GUILFORD, Conn. (WTNH) — In Governor Ned Lamont’s State of the State address, he singled out a shoreline biotech company for its choice to stay in Connecticut.
“Over in Guilford, serial entrepreneur Jonathan Rothenberg has created ‘Butterfly iQ’,” Lamont said during his speech Wednesday. “It has all the preliminary FDA approvals right now to make sure your smartphone can turn into a professional-grade ultrasound imaging device.”
Nevada Sanchez, co-founder of the Butterfly Network showed News 8 how to use the Butterfly iQ.
“This is my carotid artery,” he explained while using the device. “It’s showing the blood flow to my brain.”
The device is used for medical imaging and his a portable device that is able to scan the whole body through a microchip in the head of the want.
Its single probe delivers a two-dimensional array of 9000 mico-machined sensors that emulate any type of transducer — linear, curved or phased.
All of the images are reportedly HIPPA compliant when shared with your doctor to show issues like a broken bone, pneumonia, or tumors.
“It’s the first device that you can carry in your pocket,” Sanchez said. “You can scan anywhere in the body and for less than $2,000; it’s an order on the magnitude that is more affordable than anything else like it.”
The device has been used in Europe and has been able to help underprivileged villages in Africa.
The billion-dollar technology company has not taken any tax credits or money from the state.
Instead, it’s founders relied on biomedical engineers and the state’s proximity to Yale and MIT.

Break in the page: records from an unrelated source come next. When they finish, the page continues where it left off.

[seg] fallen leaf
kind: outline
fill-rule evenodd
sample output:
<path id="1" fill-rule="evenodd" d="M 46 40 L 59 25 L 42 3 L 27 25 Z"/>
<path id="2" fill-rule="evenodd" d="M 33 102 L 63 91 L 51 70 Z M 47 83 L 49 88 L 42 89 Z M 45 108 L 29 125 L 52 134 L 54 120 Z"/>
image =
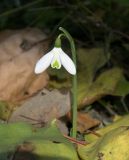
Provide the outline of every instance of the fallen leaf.
<path id="1" fill-rule="evenodd" d="M 55 122 L 44 128 L 25 123 L 0 125 L 0 158 L 7 160 L 78 160 L 73 144 L 56 127 Z"/>
<path id="2" fill-rule="evenodd" d="M 84 133 L 84 131 L 99 124 L 100 121 L 98 121 L 97 119 L 93 119 L 88 113 L 78 112 L 77 129 L 79 132 Z"/>
<path id="3" fill-rule="evenodd" d="M 17 102 L 41 90 L 48 82 L 46 72 L 34 74 L 35 64 L 47 45 L 42 51 L 41 44 L 28 50 L 23 46 L 24 42 L 34 44 L 46 36 L 38 29 L 10 31 L 5 35 L 0 41 L 0 100 Z"/>
<path id="4" fill-rule="evenodd" d="M 113 129 L 87 146 L 78 146 L 81 160 L 128 160 L 129 127 Z"/>
<path id="5" fill-rule="evenodd" d="M 70 111 L 69 92 L 43 89 L 36 96 L 28 99 L 11 115 L 9 121 L 25 121 L 31 124 L 43 124 L 60 118 Z"/>

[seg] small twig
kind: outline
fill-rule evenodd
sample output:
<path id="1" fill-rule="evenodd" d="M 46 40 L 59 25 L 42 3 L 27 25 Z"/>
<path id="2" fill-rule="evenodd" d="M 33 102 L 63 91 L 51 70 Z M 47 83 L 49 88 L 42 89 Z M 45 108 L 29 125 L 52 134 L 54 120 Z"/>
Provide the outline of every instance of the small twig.
<path id="1" fill-rule="evenodd" d="M 63 135 L 65 138 L 67 138 L 68 140 L 70 140 L 71 142 L 75 143 L 75 144 L 81 144 L 81 145 L 87 145 L 89 144 L 88 142 L 85 142 L 85 141 L 79 141 L 79 140 L 76 140 L 75 138 L 72 138 L 72 137 L 69 137 L 67 135 Z"/>
<path id="2" fill-rule="evenodd" d="M 93 134 L 93 135 L 95 135 L 97 137 L 101 137 L 101 135 L 99 133 L 95 132 L 95 131 L 87 130 L 86 133 L 91 133 L 91 134 Z"/>

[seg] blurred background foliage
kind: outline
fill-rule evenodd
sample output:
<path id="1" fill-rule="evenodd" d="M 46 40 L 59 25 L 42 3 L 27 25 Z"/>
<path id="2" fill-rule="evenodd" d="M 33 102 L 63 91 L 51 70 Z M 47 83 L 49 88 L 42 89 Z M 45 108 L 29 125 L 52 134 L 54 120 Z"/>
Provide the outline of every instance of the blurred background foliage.
<path id="1" fill-rule="evenodd" d="M 78 47 L 103 48 L 109 59 L 105 68 L 120 67 L 129 80 L 128 0 L 1 0 L 0 30 L 37 27 L 55 37 L 59 26 Z M 117 97 L 109 99 L 121 106 Z"/>

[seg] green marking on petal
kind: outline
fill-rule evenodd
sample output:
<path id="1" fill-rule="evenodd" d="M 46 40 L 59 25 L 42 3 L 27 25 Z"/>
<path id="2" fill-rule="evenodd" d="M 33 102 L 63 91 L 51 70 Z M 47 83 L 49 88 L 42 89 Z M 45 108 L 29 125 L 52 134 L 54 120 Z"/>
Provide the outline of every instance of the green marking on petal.
<path id="1" fill-rule="evenodd" d="M 52 68 L 56 68 L 56 69 L 60 69 L 60 63 L 57 61 L 57 60 L 55 60 L 53 63 L 52 63 Z"/>

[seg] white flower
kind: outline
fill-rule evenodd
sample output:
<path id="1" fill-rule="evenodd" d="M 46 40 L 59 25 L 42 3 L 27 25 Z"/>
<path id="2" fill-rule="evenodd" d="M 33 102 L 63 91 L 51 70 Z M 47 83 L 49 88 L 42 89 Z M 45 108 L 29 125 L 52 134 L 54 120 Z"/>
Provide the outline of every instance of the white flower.
<path id="1" fill-rule="evenodd" d="M 70 57 L 61 49 L 54 47 L 45 54 L 35 66 L 35 73 L 39 74 L 45 71 L 51 65 L 52 68 L 60 69 L 61 65 L 72 75 L 76 74 L 76 68 Z"/>

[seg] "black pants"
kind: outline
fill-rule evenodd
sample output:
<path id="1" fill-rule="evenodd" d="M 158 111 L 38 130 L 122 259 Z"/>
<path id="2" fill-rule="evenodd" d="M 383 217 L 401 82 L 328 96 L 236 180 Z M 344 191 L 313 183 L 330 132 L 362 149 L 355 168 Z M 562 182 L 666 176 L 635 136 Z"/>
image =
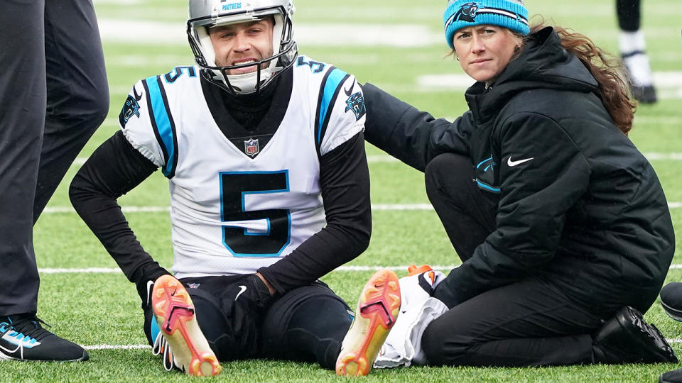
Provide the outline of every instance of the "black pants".
<path id="1" fill-rule="evenodd" d="M 90 0 L 0 11 L 0 315 L 35 312 L 33 226 L 104 121 L 109 88 Z"/>
<path id="2" fill-rule="evenodd" d="M 221 292 L 246 276 L 183 278 L 197 321 L 221 362 L 269 358 L 318 362 L 334 370 L 352 311 L 326 284 L 278 297 L 264 312 L 244 310 Z"/>
<path id="3" fill-rule="evenodd" d="M 428 198 L 464 262 L 494 230 L 497 199 L 474 183 L 466 157 L 437 157 L 426 177 Z M 590 334 L 621 306 L 597 309 L 567 296 L 551 279 L 529 277 L 453 307 L 427 327 L 422 345 L 432 365 L 592 363 Z"/>
<path id="4" fill-rule="evenodd" d="M 639 0 L 616 0 L 618 26 L 627 32 L 639 29 L 641 19 Z"/>

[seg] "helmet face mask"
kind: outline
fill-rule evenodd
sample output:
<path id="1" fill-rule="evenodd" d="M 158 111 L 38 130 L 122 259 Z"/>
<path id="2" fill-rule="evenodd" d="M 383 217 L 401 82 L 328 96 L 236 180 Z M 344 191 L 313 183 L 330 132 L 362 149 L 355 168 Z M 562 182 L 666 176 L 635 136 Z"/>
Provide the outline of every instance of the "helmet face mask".
<path id="1" fill-rule="evenodd" d="M 298 48 L 293 39 L 291 0 L 248 0 L 227 4 L 220 0 L 190 0 L 187 34 L 197 64 L 207 79 L 232 94 L 259 93 L 282 71 L 293 64 Z M 249 23 L 271 16 L 272 55 L 261 60 L 232 66 L 215 63 L 215 52 L 208 29 L 211 27 Z M 229 71 L 247 67 L 256 70 L 241 74 Z"/>

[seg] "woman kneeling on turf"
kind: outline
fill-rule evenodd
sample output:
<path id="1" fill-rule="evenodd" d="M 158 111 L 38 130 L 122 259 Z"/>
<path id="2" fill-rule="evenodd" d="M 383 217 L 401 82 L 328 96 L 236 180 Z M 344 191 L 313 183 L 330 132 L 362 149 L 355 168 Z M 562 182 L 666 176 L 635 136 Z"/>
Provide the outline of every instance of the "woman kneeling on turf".
<path id="1" fill-rule="evenodd" d="M 640 312 L 675 249 L 663 190 L 627 138 L 619 65 L 586 37 L 529 28 L 517 0 L 451 0 L 445 37 L 477 82 L 434 120 L 363 87 L 367 140 L 425 172 L 462 265 L 433 296 L 429 364 L 676 362 Z"/>

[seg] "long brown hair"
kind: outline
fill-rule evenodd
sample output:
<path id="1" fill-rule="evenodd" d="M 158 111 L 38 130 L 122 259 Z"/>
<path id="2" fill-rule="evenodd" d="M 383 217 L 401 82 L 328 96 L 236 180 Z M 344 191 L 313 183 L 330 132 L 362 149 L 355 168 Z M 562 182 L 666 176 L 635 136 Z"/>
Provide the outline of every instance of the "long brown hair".
<path id="1" fill-rule="evenodd" d="M 543 20 L 531 27 L 534 33 L 547 26 Z M 583 62 L 598 84 L 597 95 L 613 118 L 616 126 L 627 135 L 632 128 L 637 104 L 630 101 L 629 79 L 624 75 L 620 60 L 597 47 L 589 38 L 572 30 L 554 26 L 561 45 Z"/>

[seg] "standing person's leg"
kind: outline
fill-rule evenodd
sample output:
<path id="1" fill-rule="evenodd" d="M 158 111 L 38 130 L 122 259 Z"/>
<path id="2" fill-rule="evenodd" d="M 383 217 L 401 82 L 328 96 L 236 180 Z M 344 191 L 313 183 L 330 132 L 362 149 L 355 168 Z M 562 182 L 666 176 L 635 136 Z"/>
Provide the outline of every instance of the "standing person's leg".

In this bio-hub, they create medical technology that is changing the world.
“You have got a lot of great medical facilities like Yale right down the street,” Sanchez said. “That was one of the early institutions that helped us build this device and prototype and get a view of how doctors would react to this.”
There are strict rules and not everyone can have one of these devices.
In fact, marketing medical devices is a tricky issue. The co-founder said he has to navigate very carefully with the FDA because they can only sell to licensed medical practitioners.
The company started in 2011 with a handful of employees. Sanchez said it has since grown to 200 high tech-workers based in Connecticut with offices in New York and California.
“We have been able to focus and build our technology bring people here and really grow, so I see no reason to leave.”Nevada Sanchez, Co-founder Butterfly Network Inc.
Manufactured worldwide, the next step will be to put the device in the hands of patients with a doctor’s prescription. These entrepreneurs are innovating and investing in a place they call home.